|Collection:||Cambridge, Harvard University Art Museums|
|Summary:||Side A: Dionysos with maenads and satyrs. Side B: Satyrs and maenad.|
|Ware:||Attic Red Figure|
|Painter:||Name vase of the Curti Painter|
|Context:||Said to be from Curti|
|Date:||ca. 440 BC - ca. 430 BC|
H. 0.454 m.; D. 0.365 m.; D. with handles 0.405 m.
Intact and in excellent condition.
Side A: A thiasos, with Dionysos and his entourage in procession to right. The god is in the center, flanked by two pairs of satyrs and maenads. He wears a chiton and himation, an ivy wreath, and a thick fillet ( mitra) with knotted "horns." In his left hand he holds his thyrsos vertically, as he twists around to pour a libation from his kantharos (drawn with careful foreshortening). The maenad behind him carries a jug in her right hand and a blazing torch in her left (the flames in added white). Her eyes meet the god's, whose long curly locks fall about his shoulders. The maenad wears a peplos and an ivy wreath, the latter over a band that secures her hair in a chignon. In front of her at left is a satyr playing the double-pipes ( auloi). He is shorter than the statuesque maenad and is wearing an ivy wreath with white berries. Like all the satyrs on the vase, his more subtle musculature is rendered in golden dilute glaze. Behind and to the right of Dionysos is a second satyr, also wearing an ivy wreath, who is playing a lyre ( barbiton). With his right hand he strikes the stings with a plektron, which is attached to the lyre by a white cord. Before him, at far right. is a second maenad, carrying a thyrsos in her right hand and a kantharos in the palm of her upraised left hand. She wears a peplos and has short, unbound hair. Her head is thrown back in drunken ecstasy, her lips parted in a paean for the god. Side B: A maenad stands to right between two satyrs. She wears a himation, a chiton with dilute spots and a dotted border, and a sakkos decorated with dilute zigzags. In her right hand she holds her thyrsos vertically. The satyr facing her at right proffers a kantharos, which sits in the palm of his right hand. Like the others satyrs on the vase, he is balding, but unlike them he has straight rather than curly hair. He too carries a thyrsos, which he rests on his left shoulder. The second satyr, at left, holds a wineskin decked with a red wreath; he holds the neck as though in readiness to fill the cup of his compatriot. The tails of both satyrs are simply drawn with thick black strokes, unlike the more finely delineated tails of the satyrs on Side A.
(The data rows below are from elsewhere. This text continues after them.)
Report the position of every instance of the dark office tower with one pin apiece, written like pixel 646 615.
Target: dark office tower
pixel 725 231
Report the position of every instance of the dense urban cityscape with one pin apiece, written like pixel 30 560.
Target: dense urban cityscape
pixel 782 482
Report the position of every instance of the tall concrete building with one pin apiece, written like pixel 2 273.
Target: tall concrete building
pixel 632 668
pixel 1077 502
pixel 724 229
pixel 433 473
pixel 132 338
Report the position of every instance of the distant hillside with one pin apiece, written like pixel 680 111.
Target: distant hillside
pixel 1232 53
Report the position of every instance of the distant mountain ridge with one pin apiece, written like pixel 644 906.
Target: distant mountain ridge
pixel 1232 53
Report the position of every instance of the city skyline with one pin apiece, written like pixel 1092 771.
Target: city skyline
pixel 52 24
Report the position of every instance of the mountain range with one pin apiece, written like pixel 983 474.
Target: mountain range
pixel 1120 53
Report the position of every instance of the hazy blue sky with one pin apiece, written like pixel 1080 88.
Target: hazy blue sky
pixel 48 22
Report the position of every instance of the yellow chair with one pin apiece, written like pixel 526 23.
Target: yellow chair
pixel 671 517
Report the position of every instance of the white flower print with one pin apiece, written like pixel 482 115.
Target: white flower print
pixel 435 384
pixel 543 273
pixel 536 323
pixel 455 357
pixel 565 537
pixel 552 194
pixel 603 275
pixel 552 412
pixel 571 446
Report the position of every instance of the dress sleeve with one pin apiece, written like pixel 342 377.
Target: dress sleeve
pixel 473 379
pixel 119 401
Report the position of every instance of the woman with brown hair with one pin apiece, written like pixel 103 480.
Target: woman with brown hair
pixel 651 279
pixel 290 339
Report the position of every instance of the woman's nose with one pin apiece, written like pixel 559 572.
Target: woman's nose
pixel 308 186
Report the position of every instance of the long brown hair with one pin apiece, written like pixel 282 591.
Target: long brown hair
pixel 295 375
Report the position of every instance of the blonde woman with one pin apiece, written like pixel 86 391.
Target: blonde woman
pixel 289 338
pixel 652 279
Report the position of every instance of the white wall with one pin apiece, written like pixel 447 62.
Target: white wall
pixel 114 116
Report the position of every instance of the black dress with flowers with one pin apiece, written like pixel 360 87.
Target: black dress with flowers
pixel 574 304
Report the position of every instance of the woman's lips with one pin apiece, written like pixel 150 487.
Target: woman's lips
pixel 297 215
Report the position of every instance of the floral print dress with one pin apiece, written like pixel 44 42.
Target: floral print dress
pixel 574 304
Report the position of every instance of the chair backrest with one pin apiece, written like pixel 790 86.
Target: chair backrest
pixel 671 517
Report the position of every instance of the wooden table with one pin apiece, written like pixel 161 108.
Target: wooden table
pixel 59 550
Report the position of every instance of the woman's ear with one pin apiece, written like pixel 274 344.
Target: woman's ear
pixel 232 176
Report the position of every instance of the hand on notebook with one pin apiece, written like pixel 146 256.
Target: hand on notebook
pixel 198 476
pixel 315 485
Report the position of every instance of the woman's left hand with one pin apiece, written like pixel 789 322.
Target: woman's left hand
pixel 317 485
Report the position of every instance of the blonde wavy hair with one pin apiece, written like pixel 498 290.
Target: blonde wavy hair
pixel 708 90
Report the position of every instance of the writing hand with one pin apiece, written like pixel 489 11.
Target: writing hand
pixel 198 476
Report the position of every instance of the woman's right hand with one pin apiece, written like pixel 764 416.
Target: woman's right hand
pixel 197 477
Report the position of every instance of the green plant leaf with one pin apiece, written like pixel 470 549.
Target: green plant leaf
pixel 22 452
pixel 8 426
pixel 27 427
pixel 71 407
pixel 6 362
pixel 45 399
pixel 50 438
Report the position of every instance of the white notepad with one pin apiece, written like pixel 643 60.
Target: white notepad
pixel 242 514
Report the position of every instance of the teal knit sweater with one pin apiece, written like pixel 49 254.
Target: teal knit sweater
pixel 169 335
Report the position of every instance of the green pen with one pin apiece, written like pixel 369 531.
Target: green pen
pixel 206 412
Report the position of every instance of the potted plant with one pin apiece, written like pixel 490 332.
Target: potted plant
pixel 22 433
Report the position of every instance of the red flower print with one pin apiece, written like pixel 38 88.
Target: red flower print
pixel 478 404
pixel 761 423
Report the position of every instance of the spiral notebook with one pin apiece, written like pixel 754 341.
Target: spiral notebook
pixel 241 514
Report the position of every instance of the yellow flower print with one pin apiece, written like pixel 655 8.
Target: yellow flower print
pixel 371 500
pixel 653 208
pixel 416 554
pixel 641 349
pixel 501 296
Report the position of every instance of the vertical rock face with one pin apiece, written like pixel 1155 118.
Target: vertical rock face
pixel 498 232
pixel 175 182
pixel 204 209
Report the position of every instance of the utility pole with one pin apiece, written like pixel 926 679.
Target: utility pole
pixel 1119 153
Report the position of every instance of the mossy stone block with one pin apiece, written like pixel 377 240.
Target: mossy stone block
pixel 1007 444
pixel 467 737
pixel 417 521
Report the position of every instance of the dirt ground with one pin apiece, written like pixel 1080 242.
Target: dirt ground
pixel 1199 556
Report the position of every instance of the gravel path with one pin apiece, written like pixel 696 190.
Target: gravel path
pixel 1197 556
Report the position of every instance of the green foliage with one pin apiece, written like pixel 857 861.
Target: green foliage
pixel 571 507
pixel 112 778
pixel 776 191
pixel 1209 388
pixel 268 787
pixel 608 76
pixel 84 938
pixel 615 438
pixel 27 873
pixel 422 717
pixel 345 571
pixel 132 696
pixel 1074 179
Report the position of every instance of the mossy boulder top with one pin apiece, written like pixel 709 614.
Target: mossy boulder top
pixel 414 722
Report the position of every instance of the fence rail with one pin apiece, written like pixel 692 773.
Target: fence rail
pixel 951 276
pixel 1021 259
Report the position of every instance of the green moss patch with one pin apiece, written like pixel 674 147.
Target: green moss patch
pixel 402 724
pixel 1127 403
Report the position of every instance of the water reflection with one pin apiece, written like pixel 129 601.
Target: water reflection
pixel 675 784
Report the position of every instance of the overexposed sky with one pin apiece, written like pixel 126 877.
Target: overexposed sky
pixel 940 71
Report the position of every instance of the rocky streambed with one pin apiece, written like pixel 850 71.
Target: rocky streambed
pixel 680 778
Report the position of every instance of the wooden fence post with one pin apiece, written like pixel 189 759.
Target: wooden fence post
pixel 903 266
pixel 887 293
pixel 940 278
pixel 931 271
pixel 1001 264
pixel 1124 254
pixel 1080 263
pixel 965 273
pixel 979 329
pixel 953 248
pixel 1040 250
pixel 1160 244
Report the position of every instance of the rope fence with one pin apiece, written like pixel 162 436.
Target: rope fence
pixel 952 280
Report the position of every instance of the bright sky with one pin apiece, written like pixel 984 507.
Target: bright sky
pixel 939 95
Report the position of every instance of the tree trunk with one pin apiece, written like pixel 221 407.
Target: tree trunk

Below each handle is a pair of stacked palmettes, from which scrolling tendrils reach up to enclose another pair of palmettes above the handles; between these is a fifth palmette pointing downward. Bands of egg pattern circle the rim and partly enclose the handle roots. A band of black tongues circles the shoulder below the neck. The groundline circling the lower body consists of groups of three linked maeanders, running alternately left and right, separated by cross-squares. The lower foot and the fillet above the foot are reserved.
Philippaki assigns this vase to a transitional type of the larger Polygnotan Class, characterized by a high neck, broad flaring mouth, swelling body, narrow base, and long handles.
Bequest of J. C. Hoppin. Bought at Santa Maria di Capua in 1897.
CVA, Hoppin-Gallatin; Philippaki 1967.